Anti-FB antibodies are autoimmune agents that target FB. Chauvet et al. reported a correlation between the presence of anti-FB antibodies, C3, and IRGN [
4]. FB is a component of the alternative pathway C3 convertase, and the presence of serum anti-FB antibodies was found to activate the alternative pathway. A correlation between serum anti-FB antibody titers and hypocomplementemia severity was also identified. The normalization of C3 levels was associated with a decline in anti-FB antibodies. Furthermore, an elevation in anti-FB antibodies was noted during the period of infection, which normalized following the resolution of the infection. We observed elevated levels of anti-FB antibodies and deposition of NAPlr with elevated plasmin activity in the glomeruli, consistent with IRGN. However, serum anti-FB antibodies were not re-evaluated following the resolution of the IE, and it is possible they normalized.
PR3-ANCA was also positive in our patient. There have been some reports of infection-induced ANCA-associated vasculitis (AAV). One case report showed that granulomatosis with polyangiitis can be infection-induced [
14]. In contrast, PR3-ANCA may appear in association with non-AAV diseases, such as infection, sarcoidosis, and ulcerous colitis [
15]. No evidence of AAV in the kidney biopsy was found concerning our patient, nor did we observe any signs or symptoms of AAV. We consider that PR3-ANCA was induced by IE and that it was not pathogenic.

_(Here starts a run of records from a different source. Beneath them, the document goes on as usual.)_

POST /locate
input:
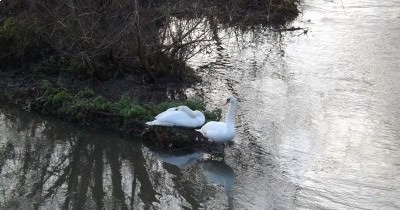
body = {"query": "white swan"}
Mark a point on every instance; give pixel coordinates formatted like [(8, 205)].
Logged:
[(221, 132), (181, 116)]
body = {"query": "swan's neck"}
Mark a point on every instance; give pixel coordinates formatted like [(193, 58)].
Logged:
[(188, 111), (230, 117)]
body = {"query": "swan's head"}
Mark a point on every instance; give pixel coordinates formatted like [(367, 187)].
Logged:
[(231, 100)]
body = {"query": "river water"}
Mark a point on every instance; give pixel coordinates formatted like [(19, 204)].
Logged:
[(317, 128)]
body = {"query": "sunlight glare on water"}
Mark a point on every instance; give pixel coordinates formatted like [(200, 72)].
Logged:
[(317, 128)]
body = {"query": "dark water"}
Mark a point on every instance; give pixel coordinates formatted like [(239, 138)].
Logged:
[(317, 128)]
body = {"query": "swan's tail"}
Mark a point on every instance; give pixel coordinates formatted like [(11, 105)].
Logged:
[(150, 123), (199, 130), (160, 123)]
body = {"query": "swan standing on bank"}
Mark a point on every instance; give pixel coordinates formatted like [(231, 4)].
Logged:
[(181, 116), (221, 132)]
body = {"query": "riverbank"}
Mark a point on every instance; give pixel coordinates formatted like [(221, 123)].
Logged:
[(118, 73), (122, 105)]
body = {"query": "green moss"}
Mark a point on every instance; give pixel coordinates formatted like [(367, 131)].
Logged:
[(60, 98)]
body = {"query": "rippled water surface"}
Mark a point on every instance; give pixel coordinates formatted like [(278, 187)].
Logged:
[(317, 128)]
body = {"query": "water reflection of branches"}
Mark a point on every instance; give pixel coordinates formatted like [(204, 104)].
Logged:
[(73, 172)]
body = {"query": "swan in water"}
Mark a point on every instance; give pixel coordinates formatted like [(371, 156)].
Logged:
[(221, 132), (181, 116)]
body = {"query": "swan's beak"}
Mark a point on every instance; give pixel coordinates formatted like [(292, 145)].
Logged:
[(227, 101)]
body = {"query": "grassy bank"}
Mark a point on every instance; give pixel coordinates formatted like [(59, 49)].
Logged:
[(90, 110)]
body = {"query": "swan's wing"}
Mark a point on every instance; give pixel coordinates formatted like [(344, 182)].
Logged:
[(166, 112), (212, 129)]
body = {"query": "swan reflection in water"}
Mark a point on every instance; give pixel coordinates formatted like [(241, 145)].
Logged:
[(181, 161), (218, 172)]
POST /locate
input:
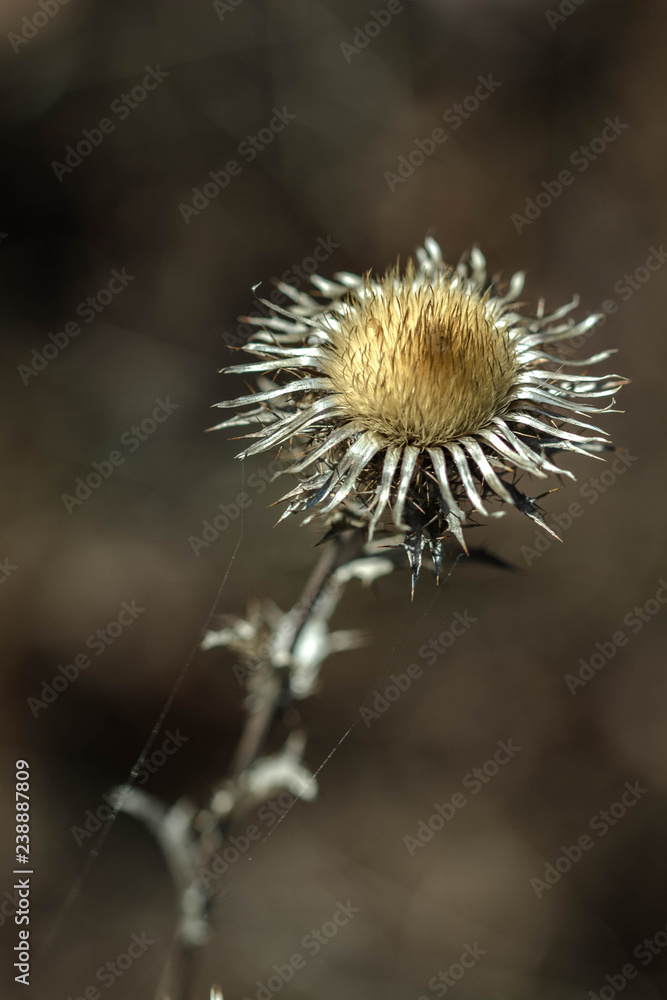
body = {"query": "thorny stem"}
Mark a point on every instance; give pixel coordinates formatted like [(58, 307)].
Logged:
[(342, 548), (190, 837)]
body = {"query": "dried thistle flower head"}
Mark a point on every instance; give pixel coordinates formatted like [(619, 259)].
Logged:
[(419, 397)]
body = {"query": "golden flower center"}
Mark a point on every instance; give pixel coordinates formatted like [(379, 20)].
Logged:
[(421, 365)]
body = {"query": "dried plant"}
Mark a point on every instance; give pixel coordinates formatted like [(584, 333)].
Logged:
[(419, 399)]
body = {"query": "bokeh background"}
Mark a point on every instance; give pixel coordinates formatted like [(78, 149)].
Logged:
[(322, 178)]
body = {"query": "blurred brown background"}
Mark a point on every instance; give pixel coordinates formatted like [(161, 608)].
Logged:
[(166, 333)]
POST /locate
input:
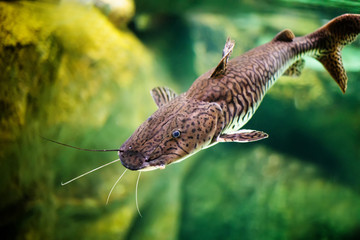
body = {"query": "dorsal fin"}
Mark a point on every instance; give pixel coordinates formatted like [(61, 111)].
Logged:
[(333, 64), (162, 95), (295, 69), (284, 36), (221, 67)]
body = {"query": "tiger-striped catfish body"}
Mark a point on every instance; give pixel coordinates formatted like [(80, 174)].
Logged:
[(222, 100)]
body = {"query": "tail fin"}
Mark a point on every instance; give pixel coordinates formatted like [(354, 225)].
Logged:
[(331, 38)]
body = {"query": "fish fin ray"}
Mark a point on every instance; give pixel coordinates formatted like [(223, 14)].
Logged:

In conclusion, we report the first case of infective endocarditis-induced cryoglobulinemic glomerulonephritis. The association between glomerulonephritis and infection was shown using two different markers for IRGN (NAPlr/plasmin staining and serum anti-FB antibodies). Pathogens other than hepatitis C may possibly cause cryoglobulinemic glomerulonephritis. Moreover, in cases of infection-associated glomerulonephritis, factors such as IRGN, AAV, and cryoglobulinemic glomerulonephritis should be considered in relation to etiology.